By Michael Spadoni
Bob Newhart is a most unlikely comic. His deadpan humour, stammer and slow, controlled reaction was not in-your-face funny. But as it turned out, it proved to be just right for the former accountant turned stand-up comedian. And for five decades, it served him well on records, in nightclubs, film-and the small screen. Today, Bob Newhart is an American comedy icon. And his varied television career-with four sitcoms to date-prove it.
Bob Newhart was born in Oak Park, Illinois on 5 September 1929. He graduated with a business management degree from the Loyola University of Chicago, and was drafted into the Army, where he served stateside during the Korean War. The veteran soldier later became an accountant for United States Gypsum-a job he didn’t like. Later, Newhart claimed to have been an unemployment office clerk but quit when he learned he could get about the same amount a week if he filed for benefits.
In 1958, Newhart found a job as an advertising copywriter for the Chicago producer Fred A. Niles. He and a co-worker would keep themselves entertained by recording their long telephone conversations and sending the tapes to Chicago area radio stations. It was during that time that Newhart came up with what became his comedy trademark-reacting to telephone conversations as the straight man. A disc jockey later introduced Newhart to an executive at the newly created record arm of Warner Brothers, who signed him to the label.
One of his favourite bits was as a promoter trying to get a reluctant President Abe Lincoln to improve his image. Newhart’s first album for Warner Brothers, "The Button Down Mind of Bob Newhart", hit the top of the charts against Elvis Presley and other recording artists; he won a Grammy as best new artist.

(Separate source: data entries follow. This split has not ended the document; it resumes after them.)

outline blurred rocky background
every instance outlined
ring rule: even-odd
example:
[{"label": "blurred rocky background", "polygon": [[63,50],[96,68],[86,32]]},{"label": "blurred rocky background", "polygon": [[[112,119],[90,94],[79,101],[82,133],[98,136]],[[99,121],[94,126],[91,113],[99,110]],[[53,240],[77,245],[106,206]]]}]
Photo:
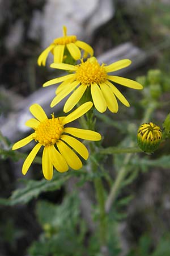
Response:
[{"label": "blurred rocky background", "polygon": [[[134,64],[126,71],[129,78],[146,75],[150,68],[159,68],[167,76],[169,13],[168,0],[0,0],[0,126],[3,135],[13,143],[27,134],[24,123],[33,103],[39,103],[50,112],[49,104],[56,88],[45,88],[44,94],[42,84],[56,76],[56,71],[38,67],[37,59],[54,38],[62,36],[63,25],[67,26],[68,34],[75,34],[91,44],[101,61],[109,64],[119,59],[131,59]],[[61,111],[62,104],[57,108]],[[169,112],[169,106],[168,108]],[[126,112],[122,109],[120,115],[115,118],[124,118]],[[163,119],[162,112],[157,115]],[[110,130],[109,134],[112,133]],[[106,137],[106,143],[110,141]],[[167,146],[167,150],[169,153],[170,147]],[[17,181],[23,177],[22,162],[1,160],[0,197],[8,197],[20,185]],[[40,168],[36,165],[34,168]],[[27,177],[30,175],[36,179],[41,177],[36,174]],[[152,251],[160,239],[167,246],[170,236],[169,179],[169,170],[155,167],[140,175],[131,185],[129,191],[135,199],[126,209],[128,217],[119,227],[122,255],[127,255],[132,246],[131,255],[146,256],[142,252],[143,243]],[[64,193],[64,188],[42,193],[25,206],[0,205],[0,256],[26,256],[27,248],[41,232],[35,222],[37,201],[42,198],[58,203]],[[151,242],[147,243],[151,238]],[[167,254],[160,253],[153,255],[169,256],[170,250]]]}]

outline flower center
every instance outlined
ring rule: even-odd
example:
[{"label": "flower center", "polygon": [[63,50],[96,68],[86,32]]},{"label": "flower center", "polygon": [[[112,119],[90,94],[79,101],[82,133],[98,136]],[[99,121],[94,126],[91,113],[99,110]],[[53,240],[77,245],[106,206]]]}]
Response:
[{"label": "flower center", "polygon": [[56,38],[54,40],[54,44],[66,45],[70,43],[75,43],[76,41],[76,36],[74,35],[62,36],[62,38]]},{"label": "flower center", "polygon": [[138,131],[138,136],[142,137],[143,141],[159,141],[162,139],[162,130],[159,126],[150,122],[141,125]]},{"label": "flower center", "polygon": [[93,57],[77,66],[75,75],[76,80],[81,84],[88,86],[93,82],[100,84],[107,80],[107,73],[104,68],[104,64],[100,66]]},{"label": "flower center", "polygon": [[55,144],[63,132],[63,125],[58,118],[52,114],[51,119],[41,122],[36,129],[33,139],[44,146]]}]

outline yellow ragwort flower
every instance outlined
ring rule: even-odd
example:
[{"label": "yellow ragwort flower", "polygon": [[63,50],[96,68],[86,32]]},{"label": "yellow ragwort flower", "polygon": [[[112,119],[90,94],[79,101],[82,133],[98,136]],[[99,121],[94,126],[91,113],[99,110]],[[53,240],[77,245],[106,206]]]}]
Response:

In 1961, NBC signed Newhart to host a half-hour variety series with his stand-up act and weekly guests. Critics loved the programme, But NBC cancelled The Bob Newhart Show after just one season (not enough people watched). That despite critical acclaim and both Emmy and Peabody awards for the series. Newhart went back to stand-up, records and roles in film. He also guest starred on a number of television programmes, including co-hosting with Carol Burnett a short-lived CBS variety show called The Entertainers. It would be another eight years before Newhart would try a television series again. This time, instead of a musical-comedy variety programme, he decided to try his hand at a situation comedy. It turned out to be a good move.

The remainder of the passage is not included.